Sometimes your datasets are paired (also called dependent
). For example, you may be measuring the performance of the same
set of students on an exam before and after teaching them the course
content. To use a paired T-Test, you have to be able to measure an
item twice, usually before and after some treatment. This is the
ideal condition: by having before and after measurements of a
treatment, you control for other potential differences in the items
you mentioned, like performance between students.
Other times, you are measuring the difference between two sets of
measured data, but the individual measurements in each dataset are
unpaired (sometimes called independent ). This was the
case in our tests: different people contributed to each campaign,
and different people live in town 1 and 2. With unpaired datasets,
we lose the ability to control for differences between individuals,
so we'll likely need more data to achieve statistical significance.
Unpaired datasets come in all flavors. Depending on whether the
sizes of the sets are equal or unequal, and depending on whether the
variances of both sets are equal, you will run different versionf of
an unpaired T-Test. In our case, we made no assumptions about the
sizes of our datasets, and no assumptions on their variances,
either. So we went with an unpaired, unequal size, unequal variance
test. That's Welch's T-Test.
As with all life decisions, if you want more details, check out the
Wikipedia article on
T-Tests. There
are implementations of paired
T-Tests
and unpaired
ones
in scipy. The unequal variance case is not available in scipy,
which is why we included welchsttest.py. Enjoy it!
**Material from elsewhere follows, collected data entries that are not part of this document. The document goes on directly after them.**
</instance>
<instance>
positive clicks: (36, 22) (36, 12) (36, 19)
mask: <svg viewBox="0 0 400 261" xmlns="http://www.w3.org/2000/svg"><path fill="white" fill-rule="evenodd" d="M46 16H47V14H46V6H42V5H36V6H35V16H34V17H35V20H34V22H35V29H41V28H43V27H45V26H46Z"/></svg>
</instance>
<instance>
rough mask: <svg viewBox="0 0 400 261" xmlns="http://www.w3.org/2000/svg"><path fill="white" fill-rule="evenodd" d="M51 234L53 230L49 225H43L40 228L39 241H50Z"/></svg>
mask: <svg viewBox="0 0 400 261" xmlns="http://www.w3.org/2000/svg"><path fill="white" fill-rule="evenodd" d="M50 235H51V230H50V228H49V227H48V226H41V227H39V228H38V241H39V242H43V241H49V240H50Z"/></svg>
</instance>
T-Test Assumptions we Broke:(
We've managed to sound like smartypantses that do all the right
things until this moment, but now we have to admit we broke a few
rules. The math behind T-Tests makes assumptions about the datasets
that makes it easier to achieve statistical significance if those
assumptions are true. The big assumption is that the data we used
came from a normal distribution.
The first thing we should have done is check whether or not our data
is actually normal. Luckily, the fine scipy folks have implemented
the Shapiro-Wilk test
test for normality. This test calculates a p-value, that, if low
enough (usually < 0.05), tells us there is a low chance the
distribution is normal.